池江が偉業!緊張はねのけ女子史上初の5冠「達成感でいっぱい」
「競泳・日本選手権」(16日、日本ガイシプラザ)
女子で16歳の池江璃花子(ルネサンス亀戸)が100メートルバタフライを57秒39、50メートル自由形を24秒57で制し、女子で史上初の5冠を達成した。5種目全てで日本水連の選考基準を満たし、代表となった。男子200メートル平泳ぎは小関也朱篤(25)=ミキハウス=がリオデジャネイロ五輪金メダルに相当する2分7秒18で3連覇し、平泳ぎ3冠。2分6秒67の世界記録を持つ渡辺一平(20)=早大=は2分7秒60で2位となり、ともに代表権を獲得した。
池江が偉業を成し遂げた。女子初の5冠に「本当に達成感でいっぱい」と胸を張った。日本新記録は不発も、4日間で5種目を泳ぐ疲労や重圧に襲われながら勝ち抜いた意味は大きい。「自己ベストを出せず悔しいけど、5冠はいい経験になった」。涙ぐみながら満足感に浸った。

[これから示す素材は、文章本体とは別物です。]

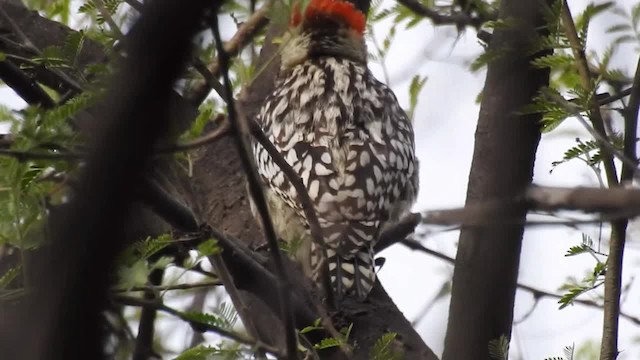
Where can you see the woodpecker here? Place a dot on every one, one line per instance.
(346, 136)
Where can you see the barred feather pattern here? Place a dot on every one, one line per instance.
(346, 136)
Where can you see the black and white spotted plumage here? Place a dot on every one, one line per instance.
(348, 139)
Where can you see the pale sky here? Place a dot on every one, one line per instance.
(445, 125)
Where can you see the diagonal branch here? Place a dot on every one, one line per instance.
(239, 128)
(459, 19)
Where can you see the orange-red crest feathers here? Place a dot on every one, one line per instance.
(343, 10)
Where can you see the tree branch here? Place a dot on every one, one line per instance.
(239, 128)
(196, 325)
(459, 19)
(72, 275)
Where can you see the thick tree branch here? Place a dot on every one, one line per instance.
(484, 279)
(239, 128)
(72, 275)
(537, 293)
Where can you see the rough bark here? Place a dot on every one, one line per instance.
(217, 193)
(486, 268)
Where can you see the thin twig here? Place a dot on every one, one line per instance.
(230, 287)
(22, 155)
(245, 34)
(605, 144)
(108, 18)
(135, 5)
(609, 99)
(239, 129)
(199, 326)
(215, 135)
(26, 87)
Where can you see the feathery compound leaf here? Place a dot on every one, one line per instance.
(568, 352)
(207, 318)
(553, 61)
(582, 151)
(578, 249)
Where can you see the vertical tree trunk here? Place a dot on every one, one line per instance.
(486, 269)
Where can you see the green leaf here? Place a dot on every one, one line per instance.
(207, 318)
(578, 249)
(417, 83)
(316, 326)
(572, 293)
(9, 276)
(133, 275)
(499, 348)
(209, 247)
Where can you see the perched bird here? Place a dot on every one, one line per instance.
(346, 136)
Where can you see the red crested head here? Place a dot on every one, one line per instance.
(333, 9)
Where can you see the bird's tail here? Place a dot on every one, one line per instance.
(352, 275)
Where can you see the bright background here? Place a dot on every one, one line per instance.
(445, 124)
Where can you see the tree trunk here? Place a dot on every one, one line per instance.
(486, 268)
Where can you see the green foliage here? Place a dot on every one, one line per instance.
(499, 348)
(326, 343)
(593, 280)
(91, 9)
(209, 247)
(568, 354)
(9, 276)
(552, 114)
(628, 29)
(218, 352)
(383, 348)
(209, 319)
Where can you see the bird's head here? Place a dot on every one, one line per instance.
(333, 28)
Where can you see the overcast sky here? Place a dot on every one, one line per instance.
(445, 124)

最後は最も得意とする100メートルバタフライだったが「泣きそうなくらい緊張した」と打ち明けた。招集所では他の選手が必死の形相で「絶対に勝つ!!」などと唱えていた。「負けるんじゃないかというネガティブな気持ちもあった」。心が折れそうになったが、日本競泳界をけん引する覚悟で追随を許さなかった。
「3冠おめでとう。最後(2種目)頑張ってね」。連絡してきたのは卓球女子の平野美宇(エリートアカデミー)。中国のトップ3人を立て続けに撃破し、前日にアジア選手権で優勝した友人だ。

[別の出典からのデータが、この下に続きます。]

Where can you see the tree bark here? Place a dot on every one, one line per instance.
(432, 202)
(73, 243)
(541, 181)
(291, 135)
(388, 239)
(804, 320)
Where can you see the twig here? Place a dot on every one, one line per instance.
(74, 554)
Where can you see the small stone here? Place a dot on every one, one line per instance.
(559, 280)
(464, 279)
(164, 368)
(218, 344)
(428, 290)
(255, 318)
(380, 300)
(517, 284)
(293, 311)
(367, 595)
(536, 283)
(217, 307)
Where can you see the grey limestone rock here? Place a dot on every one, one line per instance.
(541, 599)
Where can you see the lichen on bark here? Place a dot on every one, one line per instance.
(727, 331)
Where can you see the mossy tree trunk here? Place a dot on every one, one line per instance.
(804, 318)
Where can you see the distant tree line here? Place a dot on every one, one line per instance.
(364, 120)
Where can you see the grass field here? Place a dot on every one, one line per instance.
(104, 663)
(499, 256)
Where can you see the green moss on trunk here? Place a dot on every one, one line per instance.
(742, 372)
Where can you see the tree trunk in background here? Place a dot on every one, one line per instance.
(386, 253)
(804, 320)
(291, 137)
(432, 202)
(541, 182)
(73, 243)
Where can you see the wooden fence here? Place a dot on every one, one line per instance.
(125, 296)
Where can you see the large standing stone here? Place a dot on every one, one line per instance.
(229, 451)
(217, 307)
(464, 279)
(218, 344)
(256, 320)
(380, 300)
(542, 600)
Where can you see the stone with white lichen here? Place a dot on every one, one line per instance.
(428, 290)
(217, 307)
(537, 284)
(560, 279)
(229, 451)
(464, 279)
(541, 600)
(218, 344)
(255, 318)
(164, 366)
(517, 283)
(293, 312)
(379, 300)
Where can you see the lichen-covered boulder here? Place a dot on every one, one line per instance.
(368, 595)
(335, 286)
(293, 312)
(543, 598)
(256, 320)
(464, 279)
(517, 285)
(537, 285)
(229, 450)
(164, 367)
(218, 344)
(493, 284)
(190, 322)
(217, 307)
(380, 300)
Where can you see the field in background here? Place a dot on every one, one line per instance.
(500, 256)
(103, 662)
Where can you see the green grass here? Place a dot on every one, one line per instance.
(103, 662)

「卓球王国の中国に勝つということは、競泳なら米国に勝つということ」。短距離の自由形とバタフライという、日本人が苦手としてきた種目でメダルを狙う自身と重ね合わせた。
戦う舞台は違えど、互いにエースの宿命を背負う2000年生まれのミレニアム世代。心強い友人とともに、世界の強敵を倒しに行く。